Could you estimate a long-term inflation rate in terms of percentage for the energy and food component, appreciating it’s speculative?
5.
The labour market piece has really been the mainstay for many optimists in the economic discussion. We’re seeing this incredibly tight labour market and the velocity of recovery from the pandemic was actually very substantial. Do you see any fragility in this market today as it relates to the assumption of a recessionary environment in the near term? I know this couples with a wage-growth discussion and we’ve seen some meaningful growth here in the lower-end income brackets, but at the same time, it’s trailing inflation in many ways. How do you balance labour market considerations and what does this market mean for expectations of the recessionary environment’s severity?
6.
Where does the housing market fall in the broader market discussion? Mortgage rates are climbing off historic lows and there’s an affordability crunch around housing prices. We’re also seeing some fairly substantial rent increases YoY in the rental market, especially in the highly urbanised areas around New York, Los Angeles, Miami and so on. How might this play into the broader macro discussion?
7.
On the mortgage side, how does our background discussion influence your view for delinquencies, charge-offs and foreclosures on the housing side? When do you expect these impacts to meaningfully materialise in the data, considering the reporting lag?
8.
Could you provide any historical context around the different metrics and how they have trended on average?
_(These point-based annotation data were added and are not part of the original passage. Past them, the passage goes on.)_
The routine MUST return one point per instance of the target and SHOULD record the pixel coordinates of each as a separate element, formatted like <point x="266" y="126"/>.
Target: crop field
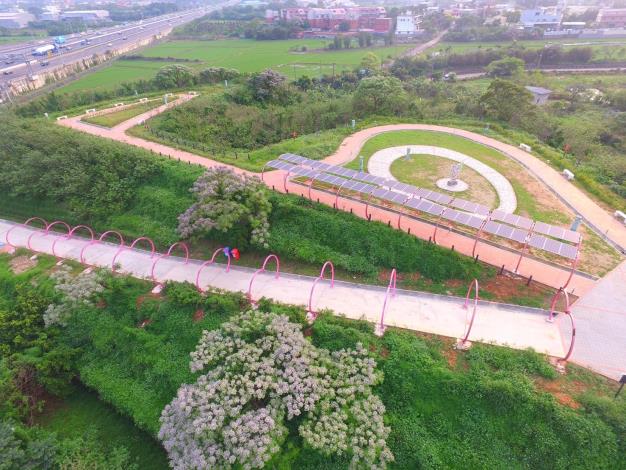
<point x="603" y="49"/>
<point x="254" y="56"/>
<point x="113" y="119"/>
<point x="118" y="72"/>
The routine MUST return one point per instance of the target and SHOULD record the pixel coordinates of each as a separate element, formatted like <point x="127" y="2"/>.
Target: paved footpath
<point x="508" y="325"/>
<point x="544" y="273"/>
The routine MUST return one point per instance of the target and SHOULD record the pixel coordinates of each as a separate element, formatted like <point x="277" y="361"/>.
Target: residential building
<point x="611" y="18"/>
<point x="545" y="18"/>
<point x="15" y="20"/>
<point x="540" y="95"/>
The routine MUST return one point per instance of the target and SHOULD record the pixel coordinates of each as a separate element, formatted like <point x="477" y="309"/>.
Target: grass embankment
<point x="534" y="200"/>
<point x="603" y="49"/>
<point x="120" y="71"/>
<point x="424" y="171"/>
<point x="484" y="408"/>
<point x="113" y="119"/>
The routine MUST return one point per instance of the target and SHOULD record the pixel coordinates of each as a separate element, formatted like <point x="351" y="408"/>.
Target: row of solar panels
<point x="422" y="201"/>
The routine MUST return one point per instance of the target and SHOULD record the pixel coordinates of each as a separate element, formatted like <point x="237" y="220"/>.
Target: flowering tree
<point x="261" y="372"/>
<point x="75" y="291"/>
<point x="225" y="200"/>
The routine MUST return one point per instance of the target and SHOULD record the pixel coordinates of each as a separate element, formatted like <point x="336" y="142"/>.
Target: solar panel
<point x="280" y="165"/>
<point x="553" y="246"/>
<point x="512" y="219"/>
<point x="469" y="206"/>
<point x="319" y="165"/>
<point x="557" y="232"/>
What’s your 1-3-5-year outlook here?
9.
In what circumstances would you see a meaningful impact on the labour market? Would that be the product of a pandemic-like event? Where might the story go wrong for this market or is it really an all-encompassing bright spot for the economic picture?
10.
Do you see any fragility in the labour market, perhaps across manufacturing and industrial jobs? This fragility seems to exacerbate some supply chain issues and extend the transitory inflationary environment. Are you seeing any red flags there?
11.
What is your outlook for the student loan repayment and forbearance situation and what might that mean for the credit quality metrics baked into those?
12.
Thinking about personal loans, the less-than-prime category and the small value dollar – perhaps less than USD 10,000-type loans – what is your outlook for delinquency rates, NCOs [net charge-offs] and defaults across different credit categories for those loans? The macroeconomic climate we’ve discussed is particularly impactful for the consumer groups that rely heavily on these loans for expenses related to rent, food, auto payments and so on.
13.
Can you outline the regulatory environment for consumer credit, highlighting 2-3 key areas we should be monitoring?